Modelling a student’s learning and mastery using BKT, IRT and PFA

8 min readJun 13, 2020

Educational technology is an area that applies technologies to the field of education to produce the best outcomes. For example, we can apply machine learning models to pedagogy, to understand how well a student is learning different concepts. This knowledge can be used to fine tune teaching materials, improve online learning platforms or Intelligent Tutoring Systems (ITS), focus on areas where the student is weak, and accelerate learning of certain important concepts.

In this article, we study a few popular models for modelling a student’s learning: Bayesian Knowledge Tracing (BKT), Item Response Theory (IRT) and Performance Factors Analysis (PFA). The first of these deals with modelling how the student is embibing or learning a new concept, while the second is about testing or assessing the student’s ability when they try to solve questions of varying difficulty levels. PFA is a relatively new model that takes the student’s historical practice and performance into account along with other real life factors (such as multiple knowledge components being learned or tested, and accumulated learning on a knowledge component by repeated practice).
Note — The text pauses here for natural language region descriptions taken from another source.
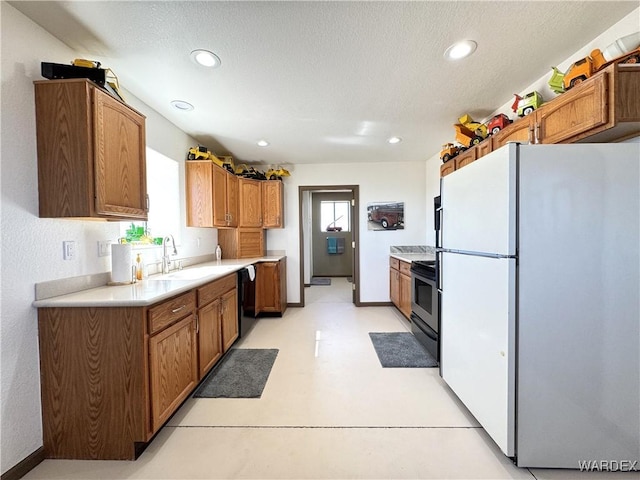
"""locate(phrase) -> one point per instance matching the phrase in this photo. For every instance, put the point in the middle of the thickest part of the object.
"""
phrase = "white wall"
(402, 182)
(32, 247)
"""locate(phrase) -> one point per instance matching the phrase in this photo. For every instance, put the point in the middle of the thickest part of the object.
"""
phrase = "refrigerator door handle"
(479, 254)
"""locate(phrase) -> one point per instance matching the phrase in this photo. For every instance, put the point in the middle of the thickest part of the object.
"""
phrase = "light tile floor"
(328, 411)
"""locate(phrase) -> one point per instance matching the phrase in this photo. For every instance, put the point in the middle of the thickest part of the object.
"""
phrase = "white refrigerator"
(540, 318)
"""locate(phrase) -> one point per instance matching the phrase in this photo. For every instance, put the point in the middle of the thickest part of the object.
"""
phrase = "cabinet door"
(272, 204)
(209, 336)
(199, 193)
(229, 314)
(405, 295)
(394, 286)
(120, 165)
(219, 196)
(268, 287)
(518, 131)
(232, 200)
(250, 194)
(173, 368)
(575, 112)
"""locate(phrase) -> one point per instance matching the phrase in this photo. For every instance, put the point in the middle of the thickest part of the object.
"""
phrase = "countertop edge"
(138, 294)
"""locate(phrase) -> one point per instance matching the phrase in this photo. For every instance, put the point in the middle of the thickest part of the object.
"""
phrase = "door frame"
(355, 230)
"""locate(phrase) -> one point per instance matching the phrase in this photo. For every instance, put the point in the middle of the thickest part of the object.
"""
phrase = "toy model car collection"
(523, 106)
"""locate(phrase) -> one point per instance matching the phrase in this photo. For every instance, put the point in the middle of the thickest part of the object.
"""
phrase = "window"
(334, 216)
(163, 188)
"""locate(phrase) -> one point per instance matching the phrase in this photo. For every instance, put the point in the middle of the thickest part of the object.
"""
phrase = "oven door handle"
(429, 332)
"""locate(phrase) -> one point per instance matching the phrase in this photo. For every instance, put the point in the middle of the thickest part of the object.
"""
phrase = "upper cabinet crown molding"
(91, 153)
(603, 108)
Traditionally, we test a student’s learning by their scores on a test. But score is a meta level value, there are various latent factors such as difficulty of the question, the ability of the student etc. that contribute to the overall score. These models shed some light on these factors.

We examine the basics of these theories and also how to apply them in real life with data on the student’s performance in a test.
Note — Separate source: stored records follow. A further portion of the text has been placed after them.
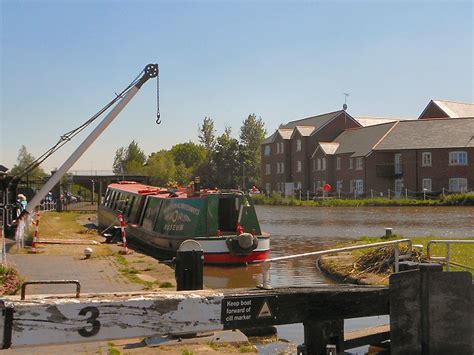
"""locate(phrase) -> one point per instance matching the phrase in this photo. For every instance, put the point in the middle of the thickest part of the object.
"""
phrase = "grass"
(10, 280)
(460, 253)
(465, 199)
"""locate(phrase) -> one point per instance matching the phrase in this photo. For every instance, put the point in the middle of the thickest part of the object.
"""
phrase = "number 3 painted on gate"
(92, 320)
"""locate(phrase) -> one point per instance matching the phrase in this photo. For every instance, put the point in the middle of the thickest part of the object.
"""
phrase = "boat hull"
(215, 248)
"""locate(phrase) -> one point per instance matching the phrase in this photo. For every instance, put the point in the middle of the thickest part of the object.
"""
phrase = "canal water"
(296, 230)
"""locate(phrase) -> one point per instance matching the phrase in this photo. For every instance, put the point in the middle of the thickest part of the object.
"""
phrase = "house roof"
(452, 109)
(314, 121)
(304, 131)
(328, 148)
(430, 134)
(360, 141)
(372, 121)
(282, 132)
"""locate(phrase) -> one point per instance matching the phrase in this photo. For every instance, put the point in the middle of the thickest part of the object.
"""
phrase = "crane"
(150, 71)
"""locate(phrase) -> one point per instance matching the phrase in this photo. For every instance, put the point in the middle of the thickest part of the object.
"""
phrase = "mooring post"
(189, 272)
(319, 334)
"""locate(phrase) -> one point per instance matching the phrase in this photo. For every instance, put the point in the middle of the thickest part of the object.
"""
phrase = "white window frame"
(426, 159)
(458, 157)
(298, 145)
(298, 166)
(398, 187)
(267, 150)
(427, 184)
(458, 184)
(398, 163)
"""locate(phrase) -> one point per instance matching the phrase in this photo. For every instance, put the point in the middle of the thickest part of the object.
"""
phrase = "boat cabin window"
(150, 212)
(130, 207)
(228, 213)
(107, 197)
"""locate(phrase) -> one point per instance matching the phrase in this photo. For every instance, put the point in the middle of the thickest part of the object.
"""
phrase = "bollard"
(189, 272)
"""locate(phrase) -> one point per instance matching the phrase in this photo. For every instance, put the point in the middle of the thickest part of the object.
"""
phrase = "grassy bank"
(465, 199)
(374, 265)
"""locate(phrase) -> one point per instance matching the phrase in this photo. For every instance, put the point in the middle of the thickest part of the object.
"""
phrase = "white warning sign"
(265, 311)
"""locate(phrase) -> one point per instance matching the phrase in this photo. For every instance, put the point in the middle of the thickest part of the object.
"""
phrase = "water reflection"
(297, 230)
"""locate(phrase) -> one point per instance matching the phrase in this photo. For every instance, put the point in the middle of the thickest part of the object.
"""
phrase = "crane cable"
(66, 137)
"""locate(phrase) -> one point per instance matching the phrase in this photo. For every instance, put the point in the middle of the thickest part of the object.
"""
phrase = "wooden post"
(189, 270)
(430, 311)
(318, 334)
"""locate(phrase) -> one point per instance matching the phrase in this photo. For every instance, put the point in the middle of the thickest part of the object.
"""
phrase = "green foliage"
(226, 158)
(24, 160)
(161, 168)
(130, 160)
(252, 134)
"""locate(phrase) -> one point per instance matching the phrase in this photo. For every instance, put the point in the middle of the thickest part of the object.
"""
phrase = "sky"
(61, 61)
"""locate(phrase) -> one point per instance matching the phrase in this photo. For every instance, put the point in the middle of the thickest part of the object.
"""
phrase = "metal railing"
(447, 258)
(396, 243)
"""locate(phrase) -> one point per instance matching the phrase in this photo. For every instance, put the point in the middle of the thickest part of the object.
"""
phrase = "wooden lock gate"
(53, 320)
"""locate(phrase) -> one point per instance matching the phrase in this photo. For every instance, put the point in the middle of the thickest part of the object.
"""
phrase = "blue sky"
(282, 60)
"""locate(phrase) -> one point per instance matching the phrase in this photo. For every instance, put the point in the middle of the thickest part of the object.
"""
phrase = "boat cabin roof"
(162, 192)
Bayesian Knowledge Tracing (BKT)

BKT is a theory that models the learning of a student as a Markov process. It is a very popular model and has many variations such as individualised BKT, deep BKT (or deep knowledge tracing) etc. The basic idea is that a student’s learning is not fixed, as a student interacts with a learning platform, their skill in a given concept improves. So in BKT, all the variables such as forgetting, learning, guessing, slipping etc are modelled. BKT estimates how fast and how well learning is happening for the student. This model is widely used in evaluating the effectiveness of online learning platforms, how well such platforms can improve the learning of a student.

The BKT model assumes that the student’s learning can be measured by giving them standardised tests on a concept or combination of concepts. Each question in such a standardised test can be answered either correct or incorrect. BKT assumes that initially a student may not know about a concept, but their knowledge gets better with learning and practice related to that concept. Since it is modelled as a Markov process, we have four transition probabilities across different states of the process.

The BKT model has the following 4 parameters representing the probability of a student :

P_0 = Initial probability of answering the question correct

P_forgetting: probability that the student forgot something previously learned (this is often kept as 0, i.e. we assume that once a student has learnt a concept, their knowledge stays constant)

P_learned: Probability that the student has learned something that was previous not known

P_slip = probability that the student gave a wrong answer even though they had learned the concept

P_guess = probability that the student guessed the right answer while not knowing the concept

Now let us assume that we have a dataset of the student’s responses to questions in a test, along with whether they answered correctly or incorrectly. So all we have to do is use the BKT model and find the values of these probabilities p_guess, p_slip, p_0, p_learned.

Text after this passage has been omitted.